FocusTrack: One-Stage Focus-and-Suppress Framework for 3D Point Cloud Object Tracking
This work addresses limitations in 3D tracking for applications like autonomous driving by introducing a more efficient and accurate method, though it is incremental as it builds on existing motion-centric approaches.
The paper tackled the problem of error accumulation and computational bottlenecks in 3D point cloud object tracking by proposing FocusTrack, a one-stage framework that unifies motion-semantics co-modeling, achieving new state-of-the-art performance on benchmarks like KITTI, nuScenes, and Waymo with a speed of 105 FPS.

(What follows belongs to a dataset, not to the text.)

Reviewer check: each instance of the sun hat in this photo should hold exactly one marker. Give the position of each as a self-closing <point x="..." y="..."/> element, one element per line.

In 3D point cloud object tracking, the motion-centric methods have emerged as a promising avenue due to its superior performance in modeling inter-frame motion. However, existing two-stage motion-based approaches suffer from fundamental limitations: (1) error accumulation due to decoupled optimization caused by explicit foreground segmentation prior to motion estimation, and (2) computational bottlenecks from sequential processing. To address these challenges, we propose FocusTrack, a novel one-stage paradigms tracking framework that unifies motion-semantics co-modeling through two core innovations: Inter-frame Motion Modeling (IMM) and Focus-and-Suppress Attention. The IMM module employs a temp-oral-difference siamese encoder to capture global motion patterns between adjacent frames. The Focus-and-Suppress attention that enhance the foreground semantics via motion-salient feature gating and suppress the background noise based on the temporal-aware motion context from IMM without explicit segmentation. Based on above two designs, FocusTrack enables end-to-end training with compact one-stage pipeline. Extensive experiments on prominent 3D tracking benchmarks, such as KITTI, nuScenes, and Waymo, demonstrate that the FocusTrack achieves new SOTA performance while running at a high speed with 105 FPS.